Seketika senyuman di wajah wanita itu hilang, berganti dengan tatapannya yang tajam. Arya yang melihat wanita itu hanya diam langsung saja mengerutkan dahinya bingung. Pasalnya, ini baru pertama kali untuk dirinya menemukan wanita yang menolak untuk dibayar.
"Kenapa? Ga cukup? Mau saya tambah lagi?" Lanjutnya lagi sembari mengeluarkan cek satu lagi dari dalam dompetnya.
"Bajingan!" Seru wanita itu seraya memberikan sebuah tamparan yang cukup kencang ke pipi mulusnya Arya.
"Lo yang godain gue duluan sialan! Menurut lo gue sama apa kaya pelacur-pelacur di luar sana?!"
Arya terkejut karena dia malah mendapatkan sebuah tamparan dan juga amukan dari wanita yang ada di hadapannya sekarang ini. Wanita itu benar-benar menunjukkan tampang yang amat sangat emosi, nafasnya pun seketika memburu. "Maksud kamu-"
"Gue bukan wanita murahan bajingan! Gue kira orang kaya lo ini beneran bisa menghargai wanita, sama percis kaya apa yang lo sebutin di media. Ternyata.. itu semua omong kosong belaka, brengsek lo!" Ujar wanita itu lagi kemudian dia segera keluar dari kamarnya Arya. Tak lupa wanita itu memungut pakaiannya juga dan membanting pintu kamar Arya cukup kencang.
"Dasar cewek, sok jual mahal banget"
--
"Selamat pagi pak" sapa Tere diikuti senyuman ramah yang selalu dia tampilkan di wajah cantiknya untuk Arya.
"Pagi juga Tere, gimana? Apa aja jadwal saya hari ini?" Bales Arya seraya membuka jasnya kemudian dia berikan kepada Tere yang berdiri tepat di belakangnya.
"Hari ini bapak ada meeting dengan tuan Hitoshi jam 11 siang, di jam 3 sore meeting sama bagian marketing. Dilanjut jam 8 malam nanti bapak ada jamuan makan malam dari Direktur MGL company" jelas Tere yang menjelaskan jadwal Arya pada hari ini dengan sangat telaten.
Arya hanya menganggukkan kepalanya, kemudian dia memberikan gestur untuk menyuruh Tere keluar dari ruangannya.
"Ah iya Tere" panggil Arya lagi, mengintrupsi langkahnya Tere.
"Iya pak, ada yang bisa saya bantu?"
"Engga, saya cuman mau tanya aja. Anak kamu suka hadiah dari saya?"
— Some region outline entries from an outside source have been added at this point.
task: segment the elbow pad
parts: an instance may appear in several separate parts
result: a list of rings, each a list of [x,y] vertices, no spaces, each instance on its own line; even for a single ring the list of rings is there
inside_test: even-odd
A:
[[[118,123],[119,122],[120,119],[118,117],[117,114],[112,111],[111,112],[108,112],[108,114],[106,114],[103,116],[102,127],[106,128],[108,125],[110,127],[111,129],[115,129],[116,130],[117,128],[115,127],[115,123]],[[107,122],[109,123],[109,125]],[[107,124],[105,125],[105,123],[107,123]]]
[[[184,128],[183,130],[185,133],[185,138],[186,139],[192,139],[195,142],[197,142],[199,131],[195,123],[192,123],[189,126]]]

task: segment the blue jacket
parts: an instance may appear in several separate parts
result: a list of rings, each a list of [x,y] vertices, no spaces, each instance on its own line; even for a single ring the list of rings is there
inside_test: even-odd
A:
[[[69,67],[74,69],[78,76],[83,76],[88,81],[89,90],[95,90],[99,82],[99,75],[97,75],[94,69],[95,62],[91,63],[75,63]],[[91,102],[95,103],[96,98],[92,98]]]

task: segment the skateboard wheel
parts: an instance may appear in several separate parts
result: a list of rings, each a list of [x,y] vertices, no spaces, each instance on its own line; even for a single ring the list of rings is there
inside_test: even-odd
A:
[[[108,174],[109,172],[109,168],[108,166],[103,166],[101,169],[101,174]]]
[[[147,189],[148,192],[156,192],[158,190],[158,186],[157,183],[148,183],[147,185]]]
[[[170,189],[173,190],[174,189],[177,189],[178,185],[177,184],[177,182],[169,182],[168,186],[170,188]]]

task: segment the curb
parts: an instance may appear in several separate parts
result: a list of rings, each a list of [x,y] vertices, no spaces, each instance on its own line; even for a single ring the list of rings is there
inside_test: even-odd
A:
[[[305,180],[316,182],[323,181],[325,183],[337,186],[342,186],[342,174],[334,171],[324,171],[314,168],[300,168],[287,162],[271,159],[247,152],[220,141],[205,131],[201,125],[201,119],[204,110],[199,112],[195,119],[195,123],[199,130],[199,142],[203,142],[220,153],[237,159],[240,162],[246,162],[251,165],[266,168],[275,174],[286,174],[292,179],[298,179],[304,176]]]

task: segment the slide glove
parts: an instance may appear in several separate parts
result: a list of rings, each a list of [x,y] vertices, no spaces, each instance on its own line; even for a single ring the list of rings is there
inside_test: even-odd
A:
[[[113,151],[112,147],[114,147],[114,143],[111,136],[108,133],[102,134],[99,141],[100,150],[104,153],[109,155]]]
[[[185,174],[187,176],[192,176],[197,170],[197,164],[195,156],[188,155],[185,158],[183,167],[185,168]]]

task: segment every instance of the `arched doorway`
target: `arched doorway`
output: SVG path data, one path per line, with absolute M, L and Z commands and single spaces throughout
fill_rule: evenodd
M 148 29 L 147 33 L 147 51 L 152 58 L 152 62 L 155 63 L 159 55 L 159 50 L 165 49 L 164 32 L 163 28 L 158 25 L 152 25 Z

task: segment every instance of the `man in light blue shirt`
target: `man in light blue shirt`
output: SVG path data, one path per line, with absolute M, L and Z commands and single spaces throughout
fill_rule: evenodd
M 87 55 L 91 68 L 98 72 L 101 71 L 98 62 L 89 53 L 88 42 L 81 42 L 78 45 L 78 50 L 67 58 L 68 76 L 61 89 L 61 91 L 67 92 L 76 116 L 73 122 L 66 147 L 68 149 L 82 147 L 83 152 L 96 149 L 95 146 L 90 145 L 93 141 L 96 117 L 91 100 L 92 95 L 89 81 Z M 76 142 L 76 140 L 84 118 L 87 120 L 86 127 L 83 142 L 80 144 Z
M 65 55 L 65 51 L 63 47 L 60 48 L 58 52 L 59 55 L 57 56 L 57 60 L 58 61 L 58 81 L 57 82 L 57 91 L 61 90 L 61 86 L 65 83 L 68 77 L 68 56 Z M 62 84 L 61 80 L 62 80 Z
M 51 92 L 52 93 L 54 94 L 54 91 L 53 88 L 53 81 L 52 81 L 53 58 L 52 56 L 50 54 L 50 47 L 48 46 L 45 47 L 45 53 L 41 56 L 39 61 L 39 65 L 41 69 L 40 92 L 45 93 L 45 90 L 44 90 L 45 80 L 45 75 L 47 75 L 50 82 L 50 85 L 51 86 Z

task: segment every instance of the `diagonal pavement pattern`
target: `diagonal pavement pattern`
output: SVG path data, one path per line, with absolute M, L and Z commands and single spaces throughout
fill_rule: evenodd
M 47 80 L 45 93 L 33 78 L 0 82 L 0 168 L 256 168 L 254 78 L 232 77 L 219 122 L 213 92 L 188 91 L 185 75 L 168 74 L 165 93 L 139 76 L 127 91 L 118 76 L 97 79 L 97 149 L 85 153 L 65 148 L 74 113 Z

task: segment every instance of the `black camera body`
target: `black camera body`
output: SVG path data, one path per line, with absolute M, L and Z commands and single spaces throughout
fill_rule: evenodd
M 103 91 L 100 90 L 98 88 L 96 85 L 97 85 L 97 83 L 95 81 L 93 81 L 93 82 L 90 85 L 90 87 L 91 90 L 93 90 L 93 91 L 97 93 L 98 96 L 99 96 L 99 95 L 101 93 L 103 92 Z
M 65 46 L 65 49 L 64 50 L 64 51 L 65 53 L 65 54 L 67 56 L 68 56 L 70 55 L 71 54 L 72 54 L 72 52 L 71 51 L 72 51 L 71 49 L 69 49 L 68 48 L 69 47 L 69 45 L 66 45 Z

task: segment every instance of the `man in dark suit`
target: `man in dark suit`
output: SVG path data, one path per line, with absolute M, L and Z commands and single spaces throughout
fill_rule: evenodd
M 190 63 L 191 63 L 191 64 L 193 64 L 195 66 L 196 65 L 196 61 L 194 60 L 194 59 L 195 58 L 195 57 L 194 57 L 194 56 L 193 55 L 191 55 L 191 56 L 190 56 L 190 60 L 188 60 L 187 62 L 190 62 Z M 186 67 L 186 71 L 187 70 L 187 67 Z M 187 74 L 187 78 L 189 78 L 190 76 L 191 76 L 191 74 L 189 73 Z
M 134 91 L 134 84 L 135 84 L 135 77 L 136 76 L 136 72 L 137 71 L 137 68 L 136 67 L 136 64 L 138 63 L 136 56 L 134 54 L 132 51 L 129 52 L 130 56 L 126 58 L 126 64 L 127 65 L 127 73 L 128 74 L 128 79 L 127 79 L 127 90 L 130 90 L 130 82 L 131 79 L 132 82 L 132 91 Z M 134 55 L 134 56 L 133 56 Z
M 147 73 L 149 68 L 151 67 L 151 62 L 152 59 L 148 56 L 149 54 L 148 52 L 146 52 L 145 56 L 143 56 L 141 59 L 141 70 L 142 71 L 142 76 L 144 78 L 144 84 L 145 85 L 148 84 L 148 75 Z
"Oh! Iya pak, anak saya sangat suka sekali. Suami saya juga titip pesan sama saya untuk menyampaikan rasa terima kasih untuk bapak" jawab Tere sumringah. Mendengar jawaban Tere barusan Arya juga menyunggingkan sebuah senyuman. Dia merasa puas dengar jawaban dari Tere. "Yasudah kalau gitu, kamu kembali ke meja kamu"
"Baik pak, permisi"
--
Jam pulang kantor sudah lewat sejak 1 jam yang lalu. Disaat karyawan di kantornya Arya sudah pada pulang, hanya Arya yang masih setia di kantor untuk bekerja sembari menunggu waktu jamuan makan malamnya itu tiba.
Dirasa waktunya sudah tiba, Arya segera menyudahi pekerjaannya kemudian dia beranjak dari duduknya lalu segera menghampiri Tere.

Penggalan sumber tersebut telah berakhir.